Which are the causes of Jackson-Weiss Syndrome?

Jackson-Weiss Syndrome is a rare genetic disorder that affects the development of the bones in the skull and feet. It is classified as a craniosynostosis syndrome, which means that the bones in the skull fuse together prematurely, leading to various craniofacial and skeletal abnormalities. The syndrome was first described by Jackson and Weiss in 1976, hence the name.

The primary cause of Jackson-Weiss Syndrome is a mutation in the fibroblast growth factor receptor 2 (FGFR2) gene. This gene provides instructions for making a protein that is involved in the development and maintenance of bone and other tissues in the body. Mutations in the FGFR2 gene disrupt the normal signaling pathways that regulate bone growth and development, leading to the characteristic features of the syndrome.

The inheritance pattern of Jackson-Weiss Syndrome is autosomal dominant, which means that a person only needs to inherit one copy of the mutated gene from either parent to develop the disorder.

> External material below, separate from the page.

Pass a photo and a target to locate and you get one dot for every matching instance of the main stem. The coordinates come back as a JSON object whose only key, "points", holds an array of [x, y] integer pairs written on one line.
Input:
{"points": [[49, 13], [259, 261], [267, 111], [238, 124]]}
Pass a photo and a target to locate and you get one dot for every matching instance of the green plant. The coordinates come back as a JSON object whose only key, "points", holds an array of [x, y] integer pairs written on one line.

In some cases, the mutation occurs spontaneously during the formation of reproductive cells or early embryonic development.

While the exact triggers for the mutation in the FGFR2 gene are not fully understood, certain risk factors have been identified. Advanced paternal age at the time of conception has been associated with an increased risk of having a child with Jackson-Weiss Syndrome. Additionally, individuals with a family history of the syndrome are more likely to pass on the mutated gene to their offspring.

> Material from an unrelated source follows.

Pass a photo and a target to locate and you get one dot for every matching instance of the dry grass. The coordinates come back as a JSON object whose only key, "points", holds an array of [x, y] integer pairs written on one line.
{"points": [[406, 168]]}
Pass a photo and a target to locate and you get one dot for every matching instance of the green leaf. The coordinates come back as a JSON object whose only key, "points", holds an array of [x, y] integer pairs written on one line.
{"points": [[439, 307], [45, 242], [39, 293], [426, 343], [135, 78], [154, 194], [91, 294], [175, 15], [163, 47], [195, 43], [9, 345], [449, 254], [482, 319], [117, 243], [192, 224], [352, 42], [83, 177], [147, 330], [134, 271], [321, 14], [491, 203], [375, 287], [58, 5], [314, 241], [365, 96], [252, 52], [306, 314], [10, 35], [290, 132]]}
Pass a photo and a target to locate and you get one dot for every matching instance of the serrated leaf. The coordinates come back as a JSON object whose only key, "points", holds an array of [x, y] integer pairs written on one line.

The characteristic features of Jackson-Weiss Syndrome include craniosynostosis (premature fusion of the skull bones), brachydactyly (shortened fingers and toes), and midface hypoplasia (underdevelopment of the middle region of the face). These abnormalities can vary in severity and may require surgical intervention to correct functional and cosmetic issues.

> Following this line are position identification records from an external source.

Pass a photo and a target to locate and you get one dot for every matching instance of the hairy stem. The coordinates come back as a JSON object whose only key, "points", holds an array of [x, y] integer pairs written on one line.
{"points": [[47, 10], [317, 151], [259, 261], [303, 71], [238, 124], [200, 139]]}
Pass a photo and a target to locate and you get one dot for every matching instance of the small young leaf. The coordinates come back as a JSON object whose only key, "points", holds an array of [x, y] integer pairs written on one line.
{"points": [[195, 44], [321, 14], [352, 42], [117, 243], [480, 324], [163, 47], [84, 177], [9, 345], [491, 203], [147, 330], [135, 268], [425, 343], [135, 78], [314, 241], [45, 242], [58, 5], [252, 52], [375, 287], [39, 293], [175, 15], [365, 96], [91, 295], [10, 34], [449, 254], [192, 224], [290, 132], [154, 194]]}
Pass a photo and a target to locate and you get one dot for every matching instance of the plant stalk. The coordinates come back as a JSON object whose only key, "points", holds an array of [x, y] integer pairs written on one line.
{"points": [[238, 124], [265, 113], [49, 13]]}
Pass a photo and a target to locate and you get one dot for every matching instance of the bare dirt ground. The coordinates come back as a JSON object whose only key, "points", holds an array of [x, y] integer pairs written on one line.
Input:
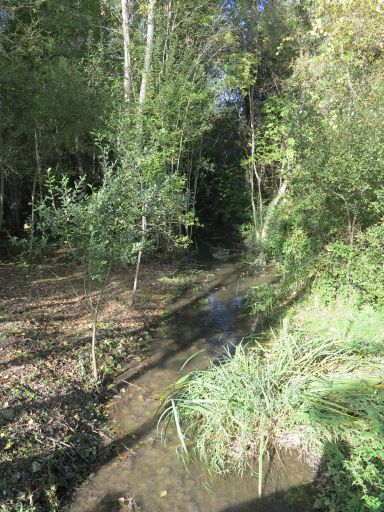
{"points": [[52, 415]]}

In conclusion, Jackson-Weiss Syndrome is primarily caused by a mutation in the FGFR2 gene, disrupting normal bone development. While the exact triggers for the mutation are not fully understood, advanced paternal age and a family history of the syndrome are considered risk factors. Early diagnosis and appropriate medical management are crucial in improving the quality of life for individuals affected by this rare genetic disorder.